Install [**db-ally**](https://db-ally.deepsense.ai/) with the OpenAI extension and [nest-asyncio](https://pypi.org/project/nest-asyncio/) needed for nested event-loop.


In [None]:
!pip install dbally[openai] nest_asyncio

We start by defining the `OpenAI client`.

Remember to set your `OPENAI_API_KEY`. At any point if something is not working always start by checking if this variable is set.

In [None]:
from openai import OpenAI

OPENAI_API_KEY = ""
OPENAI_CLIENT = OpenAI(api_key=OPENAI_API_KEY)

Next, we write a function that will create our [Assistant](https://platform.openai.com/docs/assistants/overview?context=with-streaming) with the provided instruction, [tools](https://platform.openai.com/docs/assistants/tools), name, and LLM model.

In [None]:
from openai.types.beta import Assistant


def get_assistant(
    instructions: str, tools: list[dict] = [], name="HR assistant", model="gpt-4-turbo-preview"
) -> Assistant:
    return OPENAI_CLIENT.beta.assistants.create(
        name=name,
        instructions=instructions,
        tools=tools,
        model=model,
    )

From the perspective of this tutorial two parameters have the biggest influence:
* `instructions` - which play a role similar to the [system prompt](https://docs.anthropic.com/claude/docs/system-prompts).
* [`tools`](https://platform.openai.com/docs/assistants/tools) -  a list containing external functions defined using JSON format that can be used by the Assistant. Currently, Assistants API supports [code-interpreter](https://platform.openai.com/docs/assistants/tools/code-interpreter), [knowledge retrieval](https://platform.openai.com/docs/assistants/tools/knowledge-retrieval), and [function calling](https://platform.openai.com/docs/guides/function-calling).

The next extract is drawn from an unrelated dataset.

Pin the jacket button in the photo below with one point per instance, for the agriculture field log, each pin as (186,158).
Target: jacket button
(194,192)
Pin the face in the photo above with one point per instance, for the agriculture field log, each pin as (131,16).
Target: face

Let's inspect the returned object.

In [None]:
BASIC_INSTRUCTION = "You are a helpful AI assistant that helps in finding jobs and matching candidates to them."
first_assistant = get_assistant(BASIC_INSTRUCTION)
first_assistant

Next, we move on and define a chat function that initializes a conversation with an agent. To do so, we need:
* a [Thread](https://platform.openai.com/docs/api-reference/threads/object) representing our conversation,
* [Messages](https://platform.openai.com/docs/api-reference/messages/object),
* and a [Run](https://platform.openai.com/docs/api-reference/runs/object).

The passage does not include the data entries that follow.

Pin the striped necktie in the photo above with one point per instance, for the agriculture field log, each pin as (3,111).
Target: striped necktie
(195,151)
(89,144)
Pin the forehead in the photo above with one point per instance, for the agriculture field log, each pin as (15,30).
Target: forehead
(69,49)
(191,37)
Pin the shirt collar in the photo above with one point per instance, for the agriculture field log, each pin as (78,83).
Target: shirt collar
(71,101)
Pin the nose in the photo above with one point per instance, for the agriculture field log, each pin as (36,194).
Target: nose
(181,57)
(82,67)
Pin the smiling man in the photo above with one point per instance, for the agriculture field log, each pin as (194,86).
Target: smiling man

The code below does three things:
1. Defines an Event handler that takes care of every token sent by OpenAI API. It is required for the [streaming mode](https://community.openai.com/t/what-is-this-new-streaming-parameter/391558/2).
2. Creates components necessary for interaction with the Assistant.
3. Initializes and streams our run inside a context manager.

In [None]:
from typing_extensions import override
from openai import AssistantEventHandler
from typing import Callable


class EventHandler(AssistantEventHandler):
    @override
    def on_text_created(self, text) -> None:
        print(f"\nassistant > ", end="", flush=True)

    @override
    def on_text_delta(self, delta, snapshot):
        print(delta.value, end="", flush=True)

    def on_tool_call_done(self, tool_call):
        print(tool_call, end="", flush=True)


def chat(assistant: Assistant, handler_builder: Callable, questions_to_ask: list[str] = []):
    thread = OPENAI_CLIENT.beta.threads.create()
    questions_gen = (msg for msg in questions_to_ask)

    while True:
        try:
            msg = next(questions_gen)
            print(f"User: {msg}")
        except StopIteration:
            msg = input("\nProvide next message or 'q' to finish the conversation: ")

        if msg.lower() == "q":
            break

        OPENAI_CLIENT.beta.threads.messages.create(thread_id=thread.id, role="user", content=msg)

        handler = handler_builder()
        handler.thread_id = thread.id
        with OPENAI_CLIENT.beta.threads.runs.create_and_stream(
            thread_id=thread.id,
            assistant_id=assistant.id,
            event_handler=handler,
        ) as stream:
            stream.until_done()

Let's test the initial version of our Assistant. Unfortunately, without any tools, the assistant will not list offers but guide us on how we can find them.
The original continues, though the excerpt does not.